- Des représentations emblématiques

Dans le poème de Gryphius ’Einsamkeit’, la représentation d’une nature manifestement dépourvue de toute vie organique permet d’étayer les considérations du poète sur la vanité du monde. Ainsi, la vision d’un univers érodé par le temps amène le spectateur à reconnaître la nécessité de la présence divine, seule garantie de permanence :

[...]
Die Höl’ / der rauhe Wald / der Todtenkopff / der Stein /
Den auch die Zeit aufffrist / die abgezehrten Bein /
Entwerffen in dem Mutt unzehliche Gedancken.
Der Mauren alter Grauß / diß ungebau’te Land
Ist schön und fruchtbar nur / der eigentlich erkant /
Daß alles / ohn ein Geist / den Gott selbst hält / muß wancken194.

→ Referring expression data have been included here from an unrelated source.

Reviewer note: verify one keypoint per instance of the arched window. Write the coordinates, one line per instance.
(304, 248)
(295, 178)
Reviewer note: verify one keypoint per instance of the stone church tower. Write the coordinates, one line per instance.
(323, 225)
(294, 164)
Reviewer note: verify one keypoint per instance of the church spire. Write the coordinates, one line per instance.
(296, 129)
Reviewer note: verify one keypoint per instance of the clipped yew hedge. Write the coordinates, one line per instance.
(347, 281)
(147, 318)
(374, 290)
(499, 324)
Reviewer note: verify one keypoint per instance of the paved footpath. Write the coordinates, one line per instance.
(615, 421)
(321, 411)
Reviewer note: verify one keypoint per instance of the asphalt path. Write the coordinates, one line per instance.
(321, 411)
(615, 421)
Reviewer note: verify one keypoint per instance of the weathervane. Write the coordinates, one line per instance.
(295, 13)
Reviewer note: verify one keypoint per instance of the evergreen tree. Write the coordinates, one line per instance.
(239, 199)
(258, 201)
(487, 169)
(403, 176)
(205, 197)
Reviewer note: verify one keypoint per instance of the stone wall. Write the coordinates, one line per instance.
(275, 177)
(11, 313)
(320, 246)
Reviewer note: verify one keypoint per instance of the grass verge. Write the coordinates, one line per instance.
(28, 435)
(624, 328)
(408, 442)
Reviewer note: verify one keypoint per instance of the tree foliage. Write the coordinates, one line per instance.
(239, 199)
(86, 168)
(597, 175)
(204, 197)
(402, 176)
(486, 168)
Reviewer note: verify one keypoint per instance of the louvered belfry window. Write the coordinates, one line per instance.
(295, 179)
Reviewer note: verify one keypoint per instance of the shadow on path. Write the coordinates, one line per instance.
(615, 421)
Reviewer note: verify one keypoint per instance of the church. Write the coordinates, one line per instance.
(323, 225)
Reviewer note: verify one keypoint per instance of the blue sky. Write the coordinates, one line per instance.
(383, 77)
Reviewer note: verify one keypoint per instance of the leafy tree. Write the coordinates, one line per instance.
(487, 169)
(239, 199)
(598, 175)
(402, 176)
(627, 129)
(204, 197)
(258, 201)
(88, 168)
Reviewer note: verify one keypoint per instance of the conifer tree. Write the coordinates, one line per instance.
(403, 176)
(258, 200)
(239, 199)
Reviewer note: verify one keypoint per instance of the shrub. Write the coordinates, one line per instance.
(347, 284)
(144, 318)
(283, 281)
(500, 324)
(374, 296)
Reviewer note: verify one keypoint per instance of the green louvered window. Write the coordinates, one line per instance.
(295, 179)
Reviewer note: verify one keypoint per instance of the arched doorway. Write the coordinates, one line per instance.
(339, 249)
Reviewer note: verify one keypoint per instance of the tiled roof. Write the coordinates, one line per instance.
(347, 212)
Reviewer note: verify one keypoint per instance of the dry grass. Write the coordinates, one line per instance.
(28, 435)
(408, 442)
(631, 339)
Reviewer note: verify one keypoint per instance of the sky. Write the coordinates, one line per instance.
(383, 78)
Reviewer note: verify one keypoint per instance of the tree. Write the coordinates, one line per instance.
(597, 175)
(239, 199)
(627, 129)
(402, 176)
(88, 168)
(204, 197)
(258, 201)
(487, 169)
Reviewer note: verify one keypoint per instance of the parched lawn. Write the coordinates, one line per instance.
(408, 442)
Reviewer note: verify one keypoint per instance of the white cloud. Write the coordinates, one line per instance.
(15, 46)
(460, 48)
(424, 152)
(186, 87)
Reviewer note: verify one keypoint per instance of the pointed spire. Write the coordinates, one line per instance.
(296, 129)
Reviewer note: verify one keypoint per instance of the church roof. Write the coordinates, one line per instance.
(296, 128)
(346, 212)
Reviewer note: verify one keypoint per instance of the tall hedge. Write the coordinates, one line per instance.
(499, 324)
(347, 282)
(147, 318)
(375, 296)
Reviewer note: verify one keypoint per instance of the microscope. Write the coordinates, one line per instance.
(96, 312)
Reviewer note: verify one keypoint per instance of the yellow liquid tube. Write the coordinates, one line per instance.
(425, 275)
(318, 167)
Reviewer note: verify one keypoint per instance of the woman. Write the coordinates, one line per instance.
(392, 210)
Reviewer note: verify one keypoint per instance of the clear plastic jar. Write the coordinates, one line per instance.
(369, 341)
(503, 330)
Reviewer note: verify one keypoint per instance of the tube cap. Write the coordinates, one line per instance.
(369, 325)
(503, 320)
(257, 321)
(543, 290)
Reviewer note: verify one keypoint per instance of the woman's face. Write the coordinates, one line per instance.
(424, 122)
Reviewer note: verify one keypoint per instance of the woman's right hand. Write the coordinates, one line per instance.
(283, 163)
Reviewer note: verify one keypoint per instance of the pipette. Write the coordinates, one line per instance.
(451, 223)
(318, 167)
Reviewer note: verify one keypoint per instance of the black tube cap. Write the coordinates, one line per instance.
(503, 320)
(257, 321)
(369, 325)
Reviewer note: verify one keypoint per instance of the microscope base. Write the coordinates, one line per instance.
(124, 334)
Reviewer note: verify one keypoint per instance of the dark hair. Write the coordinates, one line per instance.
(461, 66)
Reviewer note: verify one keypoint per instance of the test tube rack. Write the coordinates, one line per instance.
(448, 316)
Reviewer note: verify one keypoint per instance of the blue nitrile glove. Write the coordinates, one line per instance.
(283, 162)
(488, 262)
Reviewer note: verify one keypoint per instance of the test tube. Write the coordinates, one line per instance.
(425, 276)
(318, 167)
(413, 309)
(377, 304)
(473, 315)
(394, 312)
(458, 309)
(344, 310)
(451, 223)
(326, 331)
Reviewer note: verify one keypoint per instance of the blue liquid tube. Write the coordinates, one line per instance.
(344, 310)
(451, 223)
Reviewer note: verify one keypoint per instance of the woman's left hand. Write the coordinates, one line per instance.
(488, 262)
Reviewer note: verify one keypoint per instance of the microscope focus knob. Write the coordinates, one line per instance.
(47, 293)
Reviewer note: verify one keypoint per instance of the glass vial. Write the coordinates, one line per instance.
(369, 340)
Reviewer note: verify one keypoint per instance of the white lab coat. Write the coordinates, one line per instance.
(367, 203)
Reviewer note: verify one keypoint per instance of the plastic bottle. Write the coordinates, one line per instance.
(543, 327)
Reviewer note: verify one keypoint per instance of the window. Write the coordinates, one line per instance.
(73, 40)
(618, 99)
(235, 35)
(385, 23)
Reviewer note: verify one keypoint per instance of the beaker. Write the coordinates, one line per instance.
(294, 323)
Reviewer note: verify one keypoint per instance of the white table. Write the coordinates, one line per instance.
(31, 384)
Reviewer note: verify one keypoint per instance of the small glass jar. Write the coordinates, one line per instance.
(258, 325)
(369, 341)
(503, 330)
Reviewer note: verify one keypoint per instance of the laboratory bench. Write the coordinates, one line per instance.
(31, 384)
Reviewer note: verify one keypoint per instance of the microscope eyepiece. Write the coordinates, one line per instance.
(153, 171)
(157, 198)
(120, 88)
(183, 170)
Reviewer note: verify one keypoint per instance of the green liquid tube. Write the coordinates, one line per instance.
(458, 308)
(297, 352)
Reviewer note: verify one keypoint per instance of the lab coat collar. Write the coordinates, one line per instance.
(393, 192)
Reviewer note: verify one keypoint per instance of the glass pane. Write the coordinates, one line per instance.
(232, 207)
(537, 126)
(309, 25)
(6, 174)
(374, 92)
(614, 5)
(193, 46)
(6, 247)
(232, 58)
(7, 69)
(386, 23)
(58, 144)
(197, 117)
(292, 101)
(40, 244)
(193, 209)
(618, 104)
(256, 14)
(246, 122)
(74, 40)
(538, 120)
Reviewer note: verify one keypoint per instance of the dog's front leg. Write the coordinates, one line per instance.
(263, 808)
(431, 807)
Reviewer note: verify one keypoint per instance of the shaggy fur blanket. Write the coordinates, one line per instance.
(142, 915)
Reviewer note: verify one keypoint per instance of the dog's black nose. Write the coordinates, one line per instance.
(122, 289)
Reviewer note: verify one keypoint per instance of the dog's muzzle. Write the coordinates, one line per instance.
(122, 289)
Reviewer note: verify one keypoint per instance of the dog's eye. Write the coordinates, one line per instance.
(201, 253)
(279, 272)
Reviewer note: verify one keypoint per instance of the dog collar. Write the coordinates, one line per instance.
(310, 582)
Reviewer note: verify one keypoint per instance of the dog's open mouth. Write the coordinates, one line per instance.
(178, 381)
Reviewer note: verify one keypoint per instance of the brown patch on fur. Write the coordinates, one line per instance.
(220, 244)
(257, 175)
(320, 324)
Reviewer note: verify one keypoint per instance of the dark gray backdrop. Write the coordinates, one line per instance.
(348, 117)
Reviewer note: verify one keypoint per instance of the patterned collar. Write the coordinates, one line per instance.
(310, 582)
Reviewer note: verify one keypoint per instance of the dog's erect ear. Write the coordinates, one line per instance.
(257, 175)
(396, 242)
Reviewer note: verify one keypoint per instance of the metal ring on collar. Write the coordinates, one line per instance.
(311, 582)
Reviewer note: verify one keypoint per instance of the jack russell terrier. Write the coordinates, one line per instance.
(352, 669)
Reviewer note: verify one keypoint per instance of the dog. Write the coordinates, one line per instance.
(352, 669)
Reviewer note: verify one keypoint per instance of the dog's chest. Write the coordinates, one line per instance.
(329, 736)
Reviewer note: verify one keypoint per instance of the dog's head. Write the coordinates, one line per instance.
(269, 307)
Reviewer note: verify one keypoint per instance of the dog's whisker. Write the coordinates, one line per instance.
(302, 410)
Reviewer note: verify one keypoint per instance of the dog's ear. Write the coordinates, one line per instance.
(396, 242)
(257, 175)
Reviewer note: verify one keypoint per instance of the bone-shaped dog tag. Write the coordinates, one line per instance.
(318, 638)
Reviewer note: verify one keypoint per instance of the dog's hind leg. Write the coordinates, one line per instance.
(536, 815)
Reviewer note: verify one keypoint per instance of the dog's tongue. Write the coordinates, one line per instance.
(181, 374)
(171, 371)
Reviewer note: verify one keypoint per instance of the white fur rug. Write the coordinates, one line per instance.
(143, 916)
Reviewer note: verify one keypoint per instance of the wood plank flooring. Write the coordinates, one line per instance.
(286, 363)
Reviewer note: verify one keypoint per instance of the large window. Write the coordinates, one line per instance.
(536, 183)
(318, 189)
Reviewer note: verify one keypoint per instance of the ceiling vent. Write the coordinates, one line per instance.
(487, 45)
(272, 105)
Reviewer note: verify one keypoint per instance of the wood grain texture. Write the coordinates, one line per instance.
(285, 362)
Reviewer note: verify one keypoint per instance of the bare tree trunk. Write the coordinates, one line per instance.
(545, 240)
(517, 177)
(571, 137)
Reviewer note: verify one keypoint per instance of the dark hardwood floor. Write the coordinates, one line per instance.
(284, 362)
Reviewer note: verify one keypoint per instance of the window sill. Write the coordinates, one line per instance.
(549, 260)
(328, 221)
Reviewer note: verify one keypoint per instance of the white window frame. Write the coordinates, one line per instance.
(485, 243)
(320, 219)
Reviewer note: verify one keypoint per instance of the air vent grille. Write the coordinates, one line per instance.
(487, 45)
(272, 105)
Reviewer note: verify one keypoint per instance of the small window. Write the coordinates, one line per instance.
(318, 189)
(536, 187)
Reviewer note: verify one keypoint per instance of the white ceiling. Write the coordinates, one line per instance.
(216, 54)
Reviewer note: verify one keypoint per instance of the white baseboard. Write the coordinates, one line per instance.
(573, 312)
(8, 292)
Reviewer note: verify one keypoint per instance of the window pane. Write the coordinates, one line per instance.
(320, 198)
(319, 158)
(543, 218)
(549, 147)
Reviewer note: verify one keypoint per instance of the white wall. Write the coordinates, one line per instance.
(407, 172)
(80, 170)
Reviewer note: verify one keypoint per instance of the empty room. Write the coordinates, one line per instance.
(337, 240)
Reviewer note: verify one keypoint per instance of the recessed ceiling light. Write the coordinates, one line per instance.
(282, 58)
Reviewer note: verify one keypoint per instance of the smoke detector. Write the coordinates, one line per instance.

Le paysage représenté dans les premiers vers du poème (évoqués plus haut) éclate ici en divers éléments simplement juxtaposés (’Die Höl / der rauhe Wald / der Todtenkopff / der Stein’) et utilisés comme des signes. Symbolisant la destruction et la mort, ils renvoient en effet à une signification spirituelle qui constitue leur seule valeur poétique. Ainsi, leur fonction plus significative que représentative s’apparente à celle de la pictura des emblèmes195.

Mise au service d’un discours édifiant, la représentation de la nature dans la littérature baroque semble ainsi s’inscrire dans la tradition emblématique. Nous retrouvons dans de nombreuses oeuvres de cette époque une même dualité entre l’image et le texte, entre représentation et signification, comme, par exemple, dans le poème de P. Gerhardt ’Sommergesang’196. La première strophe nomme le thème choisi - les beautés de la nature estivale - et tient lieu d’inscriptio, tandis que les strophes 2 à 7 développent l’image d’une nature idyllique (pictura) dont la fonction est explicitée par les dernières strophes qui comportent l’adresse à Dieu (subscriptio).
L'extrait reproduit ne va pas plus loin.